The Pediatric Heart Network’s Residual Lesion Score study was designed to test the validity of a quality assessment tool: The Residual Lesion Score. The Residual Lesion Score is a tool that assesses residual cardiac defects after congenital heart surgery based upon echocardiographic criteria that capture the individual components of specific operations. It also includes clinical events such as unplanned re-interventions prior to discharge for major residua in the anatomic areas relevant to the surgical procedure. Reference Nathan, Trachtenberg and Van Rompay1 The previously developed Technical Performance Score Reference Larrazabal, Del Nido and Jenkins2–Reference Nathan and Karamichalis4 was utilised as a template for the development of the Residual Lesion Score modules for the Residual Lesion Score study using RAND Delphi methodology.
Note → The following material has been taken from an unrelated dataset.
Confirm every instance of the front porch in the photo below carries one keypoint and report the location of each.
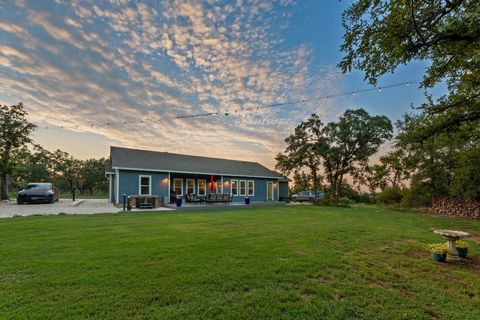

The RAND modified Delphi technique Reference Brook, McCormack, Moore and Seigal5 is used to examine the validity and the feasibility of candidate quality indicators. The nine-point scale has been used for more than two decades at RAND in developing explicit indicators for evaluating appropriateness and quality. Reference Brook, McCormack, Moore and Seigal5 These methods require individuals who rate measures to place them into one of three categories: valid criterion for quality, equivocal criterion for quality, invalid criterion for quality. Each category can be rated on a three-point scale to allow for some variation within category. The scale is ordinal, for example, a 9 is better than an 8. Because quantities (e.g., risk-benefit ratios) are not assigned to each number on the scale, the difference between an 8 and a 9 is not necessarily the same as the difference between a 5 and a 6. Explicit ratings are used because in small groups some members tend to dominate the discussion and this can lead to a skewed or biased decision that is not reflective of the group. Reference McGlynn, Kosecoff, Brook, Goodman and Baratz6
We describe the use of this methodology for the development of the Residual Lesion Score for five common congenital cardiac procedures that are routinely performed in infancy: repair of tetralogy of Fallot with pulmonary stenosis, repair of complete atrioventricular septal defect repair, arterial switch operation with or without ventricular septal defect closure for dextro-transposition of the great arteries, repair of coarctation of aorta or hypoplastic or interrupted aortic arch with ventricular septal defect, and Norwood procedure for single ventricle anatomy.
Methodology
A 11-member expert panel was convened consisting of 6 paediatric cardiac surgeons and 5 paediatric cardiologists from major paediatric centres across North America (cardiac surgeons: Bacha, Gaynor, Kanter, Ohye, Pizarro, Tweddell; cardiologists: Atz, Colan, Schwartz, Shirali, Tani). In addition, two chairpersons (Nathan, Newburger) and a consultant (Gurvitz) were also integral to the process. The consultant was an expert in the RAND Delphi methodology and ensured that the methodology was appropriately followed. The primary objective of the expert panel meeting was to finalise the sub-components of the Residual Lesion Score modules for each of five congenital cardiac operations and produce the ultimate sub-components of the discharge and post cardiopulmonary bypass intraoperative Residual Lesion Score modules.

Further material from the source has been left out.